If a headline spikes your pulse, call a friend before letting an algorithm set your mood.

Keep one beginner’s project alive each year so your brain keeps announcing that it is not done growing. Remember: outrage is a business model. Don’t donate your calm for free.

A few bonus rules my younger self would have ignored, then thanked me for later

  • Start where your feet are. Wash the dish, send the email, take the lap around the block. Motion clears fog.
  • Be the first to be kind. Hold the door, tip as well as you can, learn names, especially of people whose work is invisible.
  • Ask better questions than “How are you.” Try “What’s weighing on you this week” or “What would make next Tuesday easier.”
  • Keep one phone-free hour a day. Protect dinner or the first cup of coffee. Let a day have one small, sacred pocket of quiet.
  • Leave every room a little better. Wipe the counter, pick up the wrapper, send the thank-you. You’re training yourself for bigger rooms.
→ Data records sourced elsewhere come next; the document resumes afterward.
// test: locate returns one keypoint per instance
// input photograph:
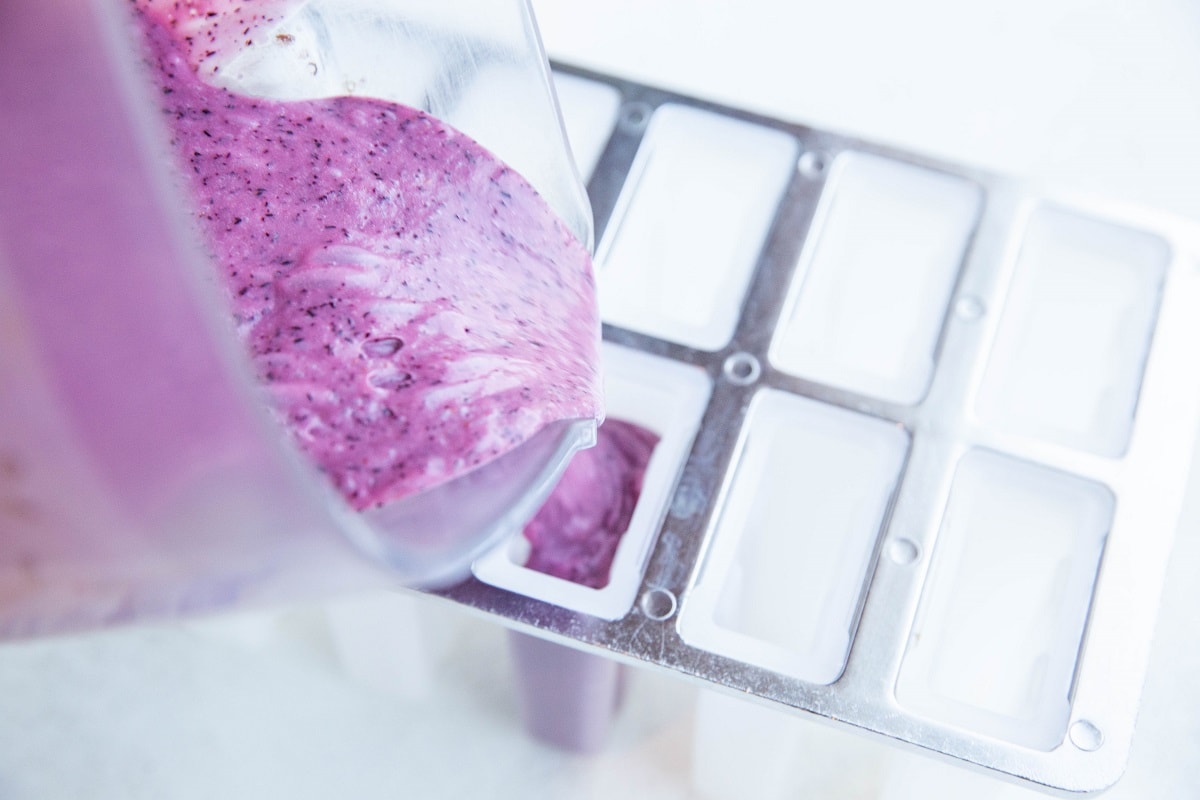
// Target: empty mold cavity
(1069, 354)
(665, 397)
(690, 222)
(1002, 614)
(795, 536)
(875, 280)
(589, 113)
Two quick stories I wish I had heard at 25

In my forties I snapped at my son over a scheduling mix-up. I was technically right and entirely wrong. Ten minutes later I left a note on his porch with two lines: “I’m sorry for my tone. I’d like a second chance at that conversation.”
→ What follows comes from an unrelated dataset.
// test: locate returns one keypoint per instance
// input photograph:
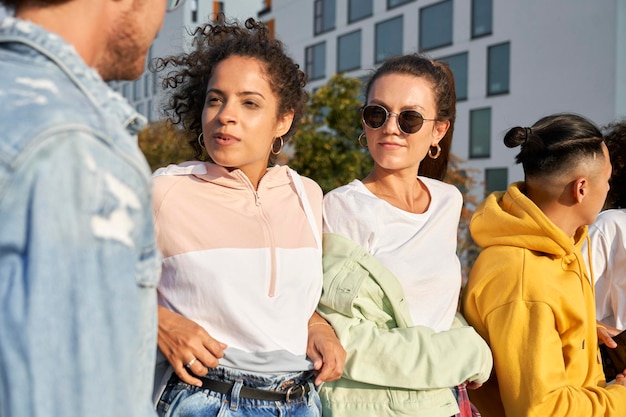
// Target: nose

He texted a thumbs up and a time. We moved on. The meeting went fine. The relationship stayed intact. I have never regretted being the first to repair. I have often regretted being the last.

Another year, I woke at 3 a.m., heart racing, career thriving, soul threadbare. Lying there, I felt a sentence arrive like a soft rebuke: I like winning, but I don’t like the life I have to live to win this way.

That was the day I began protecting Tuesdays, choosing depth over display, and treating my calendar like a garden instead of a landfill.

How to put this into an ordinary week

One morning anchor you will actually do: stretch, pray, journal, or a 10-minute walk. Keep it short so you keep it.

Two real check-ins with people you care about. Ask for the second answer, the one after “I’m fine.”

Three rails for health: water first, move your body, protect sleep. If the day falls apart, restart on the next rail.

One act of repair: apologize to someone or fix one small thing in your home so future you smiles.

One curiosity alive on your counter: a book you’re actually reading, a recipe you’re trying, a hobby you’re allowed to be bad at.

Do this for a month and watch your life feel less like a performance and more like a place you live.

Final thoughts I wish I could mail back in time

Aim for a life that feels good from the inside. Titles expire, trends fade, applause wanders off to the next stage.

What stays is how you treat people, the habits that keep your body willing, the courage to tell the truth sooner, and the discipline to make ordinary days gentle.

You will not get it perfect. No one does. The good life is not the absence of mistakes. It is the presence of better responses.

So write the note. Take the walk. Make the small apology. Save less face and more relationships. Be the person whose presence lowers the temperature in the room.

When you’re my age, you will not wish you had worked later or shouted louder. You will wish you had loved earlier, rested deeper, and treated Tuesdays like the sacred ground they always were.